Corruzione, Berlusconi indagato a Roma

Paterniano Del Favero
Marzo 8, 2019

Nuovi guai giudiziari in arrivo per Silvio Berlusconi. "Le solite coincidenze...", ha commentato su Twitter Mariastella Gelmini, presidente dei deputati di Forza Italia. Il capitolo che riguarda Berlusconi è solo uno dei filoni dell'indagine avviata da mesi a Roma e coordinata dal procuratore aggiunto Paolo Ielo e dal sostituto Stefano Rocco Fava in relazione ad una serie di sentenze "aggiustate" dai magistrati amministrativi. L'accusa è di corruzione in atti giudiziari nell'ambito dell'indagine su alcune sentenze del consiglio di Stato che, secondo i magistrati, potrebbero essere state pilotate.

"Berlusconi scende di nuovo in campo per le elezioni e puntuale come un orologio arriva l'avviso di garanzia". Si tratta del relatore di quella sentenza, Roberto Giovagnolo, dell'avvocato Francesco Marascio e di Renato Mazzocchi, ex funzionario di palazzo Chigi. I magistrati, che notificano ai diretti interessati la proroga delle indagini, ritengono che "alcuni giudici abbiano accettato la promessa di denaro" per annullare la decisione del Tar che aveva imposto a Silvio Berlusconi di cedere le quote della Banca.

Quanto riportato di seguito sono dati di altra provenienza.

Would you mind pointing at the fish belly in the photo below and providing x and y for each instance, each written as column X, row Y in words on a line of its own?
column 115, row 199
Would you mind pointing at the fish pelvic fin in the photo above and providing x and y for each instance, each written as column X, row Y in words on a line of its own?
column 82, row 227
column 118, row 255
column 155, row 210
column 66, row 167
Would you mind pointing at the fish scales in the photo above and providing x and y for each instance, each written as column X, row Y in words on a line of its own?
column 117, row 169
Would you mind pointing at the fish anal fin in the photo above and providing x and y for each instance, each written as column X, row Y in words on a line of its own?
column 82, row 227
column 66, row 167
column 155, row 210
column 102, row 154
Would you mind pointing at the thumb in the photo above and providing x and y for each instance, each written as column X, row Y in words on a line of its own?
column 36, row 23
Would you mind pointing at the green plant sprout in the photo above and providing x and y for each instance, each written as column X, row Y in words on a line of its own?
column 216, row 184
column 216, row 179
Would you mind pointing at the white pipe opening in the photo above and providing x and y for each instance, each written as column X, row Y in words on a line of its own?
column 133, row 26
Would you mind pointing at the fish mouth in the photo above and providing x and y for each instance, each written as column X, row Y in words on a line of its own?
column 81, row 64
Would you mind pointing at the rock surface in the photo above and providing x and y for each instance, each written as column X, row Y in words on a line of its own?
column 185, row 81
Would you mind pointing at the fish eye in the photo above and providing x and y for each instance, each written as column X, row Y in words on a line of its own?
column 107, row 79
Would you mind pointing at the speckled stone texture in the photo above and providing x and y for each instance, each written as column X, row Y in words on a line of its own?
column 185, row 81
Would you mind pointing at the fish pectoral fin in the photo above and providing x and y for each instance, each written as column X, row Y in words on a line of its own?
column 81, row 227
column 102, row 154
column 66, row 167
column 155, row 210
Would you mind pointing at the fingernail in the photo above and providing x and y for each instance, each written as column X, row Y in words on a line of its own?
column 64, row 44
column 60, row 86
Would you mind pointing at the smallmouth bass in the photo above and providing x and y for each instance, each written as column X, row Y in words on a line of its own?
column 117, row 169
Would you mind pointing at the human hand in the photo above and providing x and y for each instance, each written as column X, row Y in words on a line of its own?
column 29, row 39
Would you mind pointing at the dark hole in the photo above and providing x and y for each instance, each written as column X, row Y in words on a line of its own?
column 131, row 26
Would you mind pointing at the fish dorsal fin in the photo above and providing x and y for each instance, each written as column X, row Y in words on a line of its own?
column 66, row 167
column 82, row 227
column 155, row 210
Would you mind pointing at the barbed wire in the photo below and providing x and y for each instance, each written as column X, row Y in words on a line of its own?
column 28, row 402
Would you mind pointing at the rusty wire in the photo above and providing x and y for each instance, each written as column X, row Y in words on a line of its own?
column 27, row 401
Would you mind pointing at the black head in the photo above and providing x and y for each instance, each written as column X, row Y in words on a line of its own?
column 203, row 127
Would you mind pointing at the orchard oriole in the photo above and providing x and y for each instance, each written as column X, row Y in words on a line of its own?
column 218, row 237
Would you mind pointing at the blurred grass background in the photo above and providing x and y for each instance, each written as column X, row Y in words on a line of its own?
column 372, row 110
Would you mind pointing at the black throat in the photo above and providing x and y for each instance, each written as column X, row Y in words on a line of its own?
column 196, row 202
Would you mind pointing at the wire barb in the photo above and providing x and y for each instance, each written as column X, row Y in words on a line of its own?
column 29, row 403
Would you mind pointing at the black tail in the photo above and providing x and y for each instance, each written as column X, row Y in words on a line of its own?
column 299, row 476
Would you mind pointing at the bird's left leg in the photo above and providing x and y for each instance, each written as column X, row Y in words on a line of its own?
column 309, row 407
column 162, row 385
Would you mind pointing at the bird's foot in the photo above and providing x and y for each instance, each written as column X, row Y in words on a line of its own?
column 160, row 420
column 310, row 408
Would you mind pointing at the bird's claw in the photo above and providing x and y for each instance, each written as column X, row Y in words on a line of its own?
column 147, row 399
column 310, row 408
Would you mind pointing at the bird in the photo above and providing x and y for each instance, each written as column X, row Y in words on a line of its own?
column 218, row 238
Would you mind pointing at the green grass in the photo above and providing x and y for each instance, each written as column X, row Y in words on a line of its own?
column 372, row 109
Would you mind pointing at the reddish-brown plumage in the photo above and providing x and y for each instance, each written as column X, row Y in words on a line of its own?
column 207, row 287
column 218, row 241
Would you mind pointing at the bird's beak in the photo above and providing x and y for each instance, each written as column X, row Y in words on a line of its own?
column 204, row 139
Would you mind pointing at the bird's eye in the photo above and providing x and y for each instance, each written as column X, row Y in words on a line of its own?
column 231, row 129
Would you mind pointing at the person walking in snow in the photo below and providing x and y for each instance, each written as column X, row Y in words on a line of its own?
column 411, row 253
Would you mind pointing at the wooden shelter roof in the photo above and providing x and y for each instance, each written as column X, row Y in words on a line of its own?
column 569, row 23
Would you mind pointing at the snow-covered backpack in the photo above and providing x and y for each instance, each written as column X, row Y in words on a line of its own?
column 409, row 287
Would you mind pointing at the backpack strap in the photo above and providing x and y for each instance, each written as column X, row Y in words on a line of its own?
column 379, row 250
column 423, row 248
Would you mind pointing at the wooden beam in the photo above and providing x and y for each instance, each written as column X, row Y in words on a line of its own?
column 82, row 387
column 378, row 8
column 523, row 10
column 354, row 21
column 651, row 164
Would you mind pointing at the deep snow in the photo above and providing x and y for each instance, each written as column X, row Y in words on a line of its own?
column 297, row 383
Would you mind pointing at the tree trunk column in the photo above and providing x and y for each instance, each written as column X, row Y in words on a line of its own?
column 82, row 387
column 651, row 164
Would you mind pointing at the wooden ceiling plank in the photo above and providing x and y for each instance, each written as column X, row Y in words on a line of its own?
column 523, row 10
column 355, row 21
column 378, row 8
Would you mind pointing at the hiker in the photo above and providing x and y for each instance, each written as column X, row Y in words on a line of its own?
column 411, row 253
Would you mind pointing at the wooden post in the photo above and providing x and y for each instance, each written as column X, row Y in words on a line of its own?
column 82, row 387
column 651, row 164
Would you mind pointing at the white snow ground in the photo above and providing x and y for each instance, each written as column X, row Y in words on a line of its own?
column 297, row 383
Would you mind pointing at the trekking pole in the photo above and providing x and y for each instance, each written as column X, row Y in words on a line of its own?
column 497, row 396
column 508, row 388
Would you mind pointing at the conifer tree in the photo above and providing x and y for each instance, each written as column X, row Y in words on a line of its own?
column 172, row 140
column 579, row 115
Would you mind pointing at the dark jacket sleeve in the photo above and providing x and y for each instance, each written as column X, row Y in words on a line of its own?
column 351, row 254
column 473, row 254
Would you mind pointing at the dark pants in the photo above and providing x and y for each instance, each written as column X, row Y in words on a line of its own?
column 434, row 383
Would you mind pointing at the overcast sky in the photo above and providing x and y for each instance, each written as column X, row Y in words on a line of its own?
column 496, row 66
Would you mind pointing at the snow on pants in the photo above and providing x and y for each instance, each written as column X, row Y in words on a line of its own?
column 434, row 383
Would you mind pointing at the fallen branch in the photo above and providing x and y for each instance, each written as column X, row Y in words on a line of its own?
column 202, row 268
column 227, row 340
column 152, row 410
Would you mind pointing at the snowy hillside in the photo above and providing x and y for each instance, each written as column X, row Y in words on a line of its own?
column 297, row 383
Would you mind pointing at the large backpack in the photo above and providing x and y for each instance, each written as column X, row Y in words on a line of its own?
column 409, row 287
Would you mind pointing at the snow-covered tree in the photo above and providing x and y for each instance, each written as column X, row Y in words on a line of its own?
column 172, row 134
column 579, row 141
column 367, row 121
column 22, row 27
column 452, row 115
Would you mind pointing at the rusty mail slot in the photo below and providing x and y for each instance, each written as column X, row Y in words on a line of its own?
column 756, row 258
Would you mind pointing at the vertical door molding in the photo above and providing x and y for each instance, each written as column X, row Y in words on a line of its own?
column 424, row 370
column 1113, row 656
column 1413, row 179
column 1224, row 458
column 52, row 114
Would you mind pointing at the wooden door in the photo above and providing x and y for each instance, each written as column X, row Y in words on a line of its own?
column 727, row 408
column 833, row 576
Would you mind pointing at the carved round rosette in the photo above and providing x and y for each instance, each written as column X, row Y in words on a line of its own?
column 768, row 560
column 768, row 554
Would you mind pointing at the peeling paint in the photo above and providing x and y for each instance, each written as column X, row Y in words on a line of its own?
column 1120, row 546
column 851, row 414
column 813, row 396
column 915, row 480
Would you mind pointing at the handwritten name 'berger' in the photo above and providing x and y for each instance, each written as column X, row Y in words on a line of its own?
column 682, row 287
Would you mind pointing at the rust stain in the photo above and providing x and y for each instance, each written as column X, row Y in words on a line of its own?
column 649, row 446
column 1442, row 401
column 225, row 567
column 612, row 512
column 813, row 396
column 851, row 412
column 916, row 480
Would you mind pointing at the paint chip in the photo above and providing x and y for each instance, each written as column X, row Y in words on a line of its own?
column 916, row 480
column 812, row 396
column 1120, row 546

In pratica dopo la condanna nel processo Mediaset, Fininvest (socia al 29,9% dell'istituto di credito) non avrebbe potuto detenere una quota superiore al 9,99% di Banca Mediolanum. A casa di quest'ultimo, un paio di anni fa, nel corso di una perquisizione, furono trovati circa 250mila euro in contanti più le copie di alcune sentenze del Consiglio di Stato, compresa la bozza del verdetto su Mediolanum. Ed è al Consiglio di Stato che avviene un cambio di rotta: i giudici di Palazzo Spada, in accoglimento di una richiesta dei legali di Berlusconi, emettono prima una ordinanza che sospende la decisione della Banca centrale poi una sentenza con cui danno ragione all'ex presidente del Consiglio. Obbligo che il Consiglio di Stato fece venire meno nel marzo di 3 anni fa accogliendo il ricorso del Cavaliere contro i giudici amministrativi di primo grado.

"Silvio Berlusconi, rispetto al provvedimento impugnato, non viene in rilievo come mero socio della società direttamente colpita dall'atto amministrativo che impone l'obbligo di alienazione".

Amara il "manovratore" Si tratta, ovviamente, di ipotesi preliminari sulle quali i magistrati stanno svolgendo le dovute valutazioni, al fine di chiarire effettivamente se quel "manoscritto" sia realmente precedente alla sentenza.